ASTORIA — Local leaders say they were shocked to learn that a massive plan to bring affordable housing, much needed retail options, green space and a school to the mostly industrial area of Hallets Point is in jeopardy.

DNAinfo New York reported Thursday that the next phase of the Hallets Point development plan — billed by officials as a means to revitalize the Astoria waterfront — is on hold after the state's 421a tax break program expired last month, a day after the project broke ground.

"We are really living in hope that its going to work out, where it will go forward," said Claudia Coger, the tenant association president at the nearby NYCHA Astoria Houses, which occupies much of the neighborhood where Hallets Point is planned.

Plans for the development have been underway for seven years, and the complex was expected to bring needed retail options and public green space to the otherwise industrial area.

"It's so essential to the redevelopment of the peninsula," she said.

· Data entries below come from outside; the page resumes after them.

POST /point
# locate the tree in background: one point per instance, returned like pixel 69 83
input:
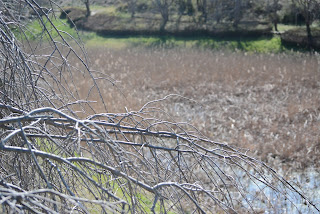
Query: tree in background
pixel 163 6
pixel 273 7
pixel 202 8
pixel 87 4
pixel 310 11
pixel 132 6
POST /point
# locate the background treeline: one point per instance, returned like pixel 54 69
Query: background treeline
pixel 198 17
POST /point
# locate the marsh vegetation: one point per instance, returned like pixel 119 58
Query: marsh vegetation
pixel 170 127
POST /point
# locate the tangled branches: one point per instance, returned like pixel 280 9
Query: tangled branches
pixel 54 161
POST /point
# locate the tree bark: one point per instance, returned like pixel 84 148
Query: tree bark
pixel 88 12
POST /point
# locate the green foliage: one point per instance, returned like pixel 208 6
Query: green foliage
pixel 260 45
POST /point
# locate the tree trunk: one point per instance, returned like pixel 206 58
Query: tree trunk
pixel 237 13
pixel 309 35
pixel 88 12
pixel 164 23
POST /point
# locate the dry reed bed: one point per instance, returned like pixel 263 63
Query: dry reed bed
pixel 269 104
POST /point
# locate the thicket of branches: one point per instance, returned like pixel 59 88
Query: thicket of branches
pixel 59 156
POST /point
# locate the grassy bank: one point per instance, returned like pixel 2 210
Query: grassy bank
pixel 265 44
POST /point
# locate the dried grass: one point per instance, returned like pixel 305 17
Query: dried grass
pixel 267 103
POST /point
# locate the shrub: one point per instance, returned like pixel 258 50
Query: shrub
pixel 58 155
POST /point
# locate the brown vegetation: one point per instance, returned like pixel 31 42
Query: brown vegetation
pixel 266 103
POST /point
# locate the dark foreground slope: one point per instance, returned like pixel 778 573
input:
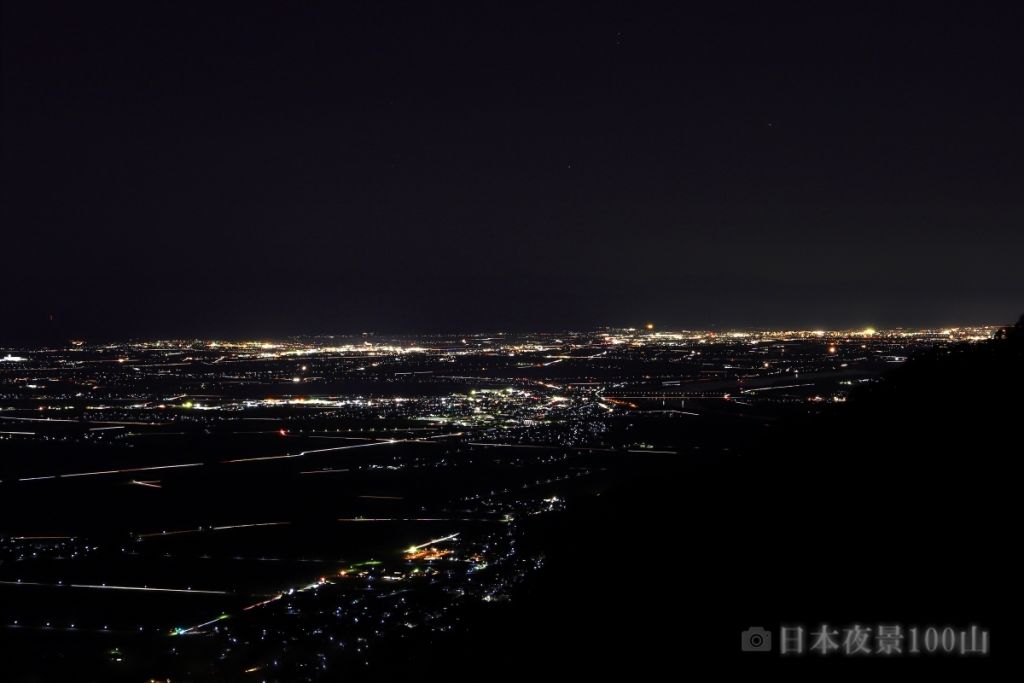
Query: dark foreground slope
pixel 899 507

Developer the Durst Organization said the first building in the project, slated to include more than 400 apartments and a supermarket, will go forward to completion.

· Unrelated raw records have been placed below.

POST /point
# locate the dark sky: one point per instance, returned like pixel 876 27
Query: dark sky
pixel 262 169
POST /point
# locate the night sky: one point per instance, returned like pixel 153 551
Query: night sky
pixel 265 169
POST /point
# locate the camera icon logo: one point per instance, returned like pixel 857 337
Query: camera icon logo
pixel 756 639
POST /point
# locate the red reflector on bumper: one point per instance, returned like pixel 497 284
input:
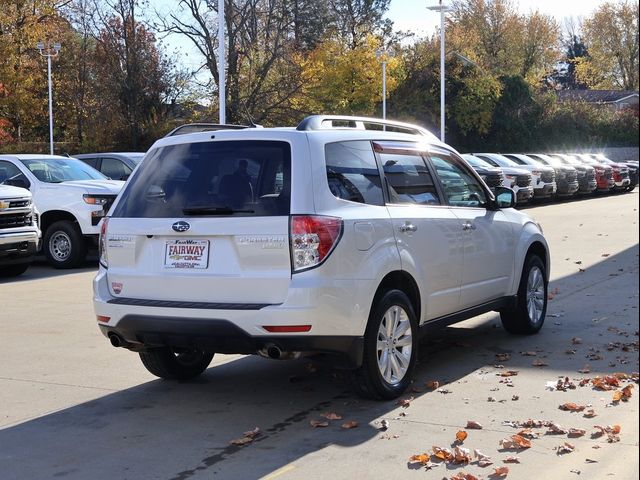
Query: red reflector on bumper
pixel 287 328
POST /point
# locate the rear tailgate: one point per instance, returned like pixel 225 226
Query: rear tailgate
pixel 219 260
pixel 204 222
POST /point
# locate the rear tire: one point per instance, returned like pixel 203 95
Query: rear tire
pixel 64 245
pixel 14 270
pixel 390 348
pixel 175 364
pixel 528 314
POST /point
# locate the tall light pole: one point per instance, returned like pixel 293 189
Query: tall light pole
pixel 383 56
pixel 49 50
pixel 442 9
pixel 221 64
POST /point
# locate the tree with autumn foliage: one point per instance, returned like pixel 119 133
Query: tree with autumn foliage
pixel 612 37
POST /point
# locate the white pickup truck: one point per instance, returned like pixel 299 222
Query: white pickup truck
pixel 71 197
pixel 19 233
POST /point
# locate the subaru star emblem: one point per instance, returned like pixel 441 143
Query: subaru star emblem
pixel 181 226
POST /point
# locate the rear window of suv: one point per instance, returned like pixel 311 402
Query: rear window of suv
pixel 223 178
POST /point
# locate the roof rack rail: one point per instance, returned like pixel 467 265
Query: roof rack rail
pixel 325 122
pixel 206 127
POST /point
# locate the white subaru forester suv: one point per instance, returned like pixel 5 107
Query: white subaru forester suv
pixel 346 236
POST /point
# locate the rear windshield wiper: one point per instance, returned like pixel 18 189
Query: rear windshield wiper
pixel 213 211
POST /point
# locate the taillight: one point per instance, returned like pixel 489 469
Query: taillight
pixel 102 243
pixel 312 238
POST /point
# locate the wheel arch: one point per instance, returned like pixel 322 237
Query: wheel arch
pixel 49 217
pixel 403 281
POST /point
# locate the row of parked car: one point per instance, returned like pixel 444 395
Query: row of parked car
pixel 72 195
pixel 53 204
pixel 559 175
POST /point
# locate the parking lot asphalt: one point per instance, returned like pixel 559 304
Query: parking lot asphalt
pixel 73 407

But the remainder of the plan — which includes six more buildings, space for a school and a public esplanade along the East River — is in limbo because it would be too costly to build without the tax breaks, the developer said.

"I'm very disappointed that Albany has not been able to resolve this conflict," said Richard Khuzami, president of the Old Astoria Neighborhood Association.

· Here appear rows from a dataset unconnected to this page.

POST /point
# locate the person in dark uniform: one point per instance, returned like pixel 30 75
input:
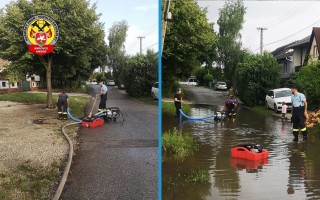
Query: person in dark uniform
pixel 177 102
pixel 103 95
pixel 230 107
pixel 299 114
pixel 63 105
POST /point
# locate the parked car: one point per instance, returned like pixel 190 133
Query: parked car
pixel 191 81
pixel 154 91
pixel 275 97
pixel 221 86
pixel 111 83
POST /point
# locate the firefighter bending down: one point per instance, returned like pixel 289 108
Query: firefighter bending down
pixel 230 107
pixel 63 105
pixel 299 114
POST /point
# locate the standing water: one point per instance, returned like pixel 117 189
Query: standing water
pixel 292 170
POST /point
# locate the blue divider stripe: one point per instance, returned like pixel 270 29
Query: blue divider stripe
pixel 193 118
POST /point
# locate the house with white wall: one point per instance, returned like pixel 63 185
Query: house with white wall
pixel 291 56
pixel 314 45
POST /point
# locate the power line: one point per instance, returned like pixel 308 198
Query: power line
pixel 151 31
pixel 293 34
pixel 261 38
pixel 288 17
pixel 283 17
pixel 140 38
pixel 150 46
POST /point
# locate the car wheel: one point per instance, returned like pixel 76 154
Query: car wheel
pixel 275 108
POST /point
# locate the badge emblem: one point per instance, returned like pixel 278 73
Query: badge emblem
pixel 41 33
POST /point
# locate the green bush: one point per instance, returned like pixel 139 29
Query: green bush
pixel 255 76
pixel 308 82
pixel 178 146
pixel 207 78
pixel 140 74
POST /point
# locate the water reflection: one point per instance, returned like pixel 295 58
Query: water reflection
pixel 291 171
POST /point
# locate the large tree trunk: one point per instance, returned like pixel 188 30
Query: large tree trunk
pixel 49 86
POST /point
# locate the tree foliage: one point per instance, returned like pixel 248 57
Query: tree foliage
pixel 255 76
pixel 230 54
pixel 140 74
pixel 189 39
pixel 117 37
pixel 307 79
pixel 79 50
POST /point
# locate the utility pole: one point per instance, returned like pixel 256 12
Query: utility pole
pixel 261 39
pixel 165 16
pixel 140 38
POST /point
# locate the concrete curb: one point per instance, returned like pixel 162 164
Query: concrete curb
pixel 67 168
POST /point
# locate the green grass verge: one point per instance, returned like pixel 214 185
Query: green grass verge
pixel 28 182
pixel 169 109
pixel 77 104
pixel 195 176
pixel 178 146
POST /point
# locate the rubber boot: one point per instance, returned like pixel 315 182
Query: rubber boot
pixel 304 134
pixel 295 134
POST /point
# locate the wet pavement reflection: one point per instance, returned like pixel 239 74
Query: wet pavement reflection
pixel 292 170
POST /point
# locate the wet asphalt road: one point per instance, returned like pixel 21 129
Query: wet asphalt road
pixel 116 161
pixel 202 95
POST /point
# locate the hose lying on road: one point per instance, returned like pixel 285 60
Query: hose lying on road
pixel 71 117
pixel 193 118
pixel 67 168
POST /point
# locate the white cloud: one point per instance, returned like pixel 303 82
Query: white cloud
pixel 132 43
pixel 146 7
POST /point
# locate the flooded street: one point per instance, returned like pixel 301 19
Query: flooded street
pixel 292 170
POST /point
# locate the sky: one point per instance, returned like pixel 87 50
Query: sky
pixel 292 20
pixel 281 18
pixel 141 15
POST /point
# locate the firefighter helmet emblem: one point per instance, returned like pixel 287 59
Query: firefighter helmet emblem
pixel 41 33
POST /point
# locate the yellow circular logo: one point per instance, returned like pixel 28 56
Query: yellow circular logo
pixel 41 32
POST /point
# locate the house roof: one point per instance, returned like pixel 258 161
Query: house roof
pixel 315 34
pixel 283 51
pixel 2 63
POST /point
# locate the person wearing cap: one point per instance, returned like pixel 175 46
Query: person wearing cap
pixel 230 106
pixel 299 113
pixel 177 102
pixel 103 95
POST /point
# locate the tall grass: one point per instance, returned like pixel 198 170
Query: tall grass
pixel 28 181
pixel 176 145
pixel 169 109
pixel 76 104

He's received mixed reactions from his members, with at least one person saying they'd prefer to see just the first phase of the project go through, as the entirety of the Hallets Point plan is too large and out of scale for the area.

But others — Khuzami included — see the project as a good thing for the neighborhood, bringing jobs and other opportunities, and are hoping the developers will find a way to build the next phase.

"We need that kind of development on the waterfront," Khuzami said.

Though the first building that's being constructed will include 81 affordable apartments, the next phase that's in limbo was expected to bring 400 more affordable units, half of which would have given preference to Astoria Houses residents.

Florence Koulouris, the district manager for Queens Community Board 1, said Hallets Point earned a lot of support from residents during the course of its planning, particularly because it would bring more amenities to the neighborhood.

"[The plan would've provided] businesses and day-to-day life necessities that people have to travel for that they don't have there," she said. "It's been a group effort to get this project in. We would hate to see it not happen."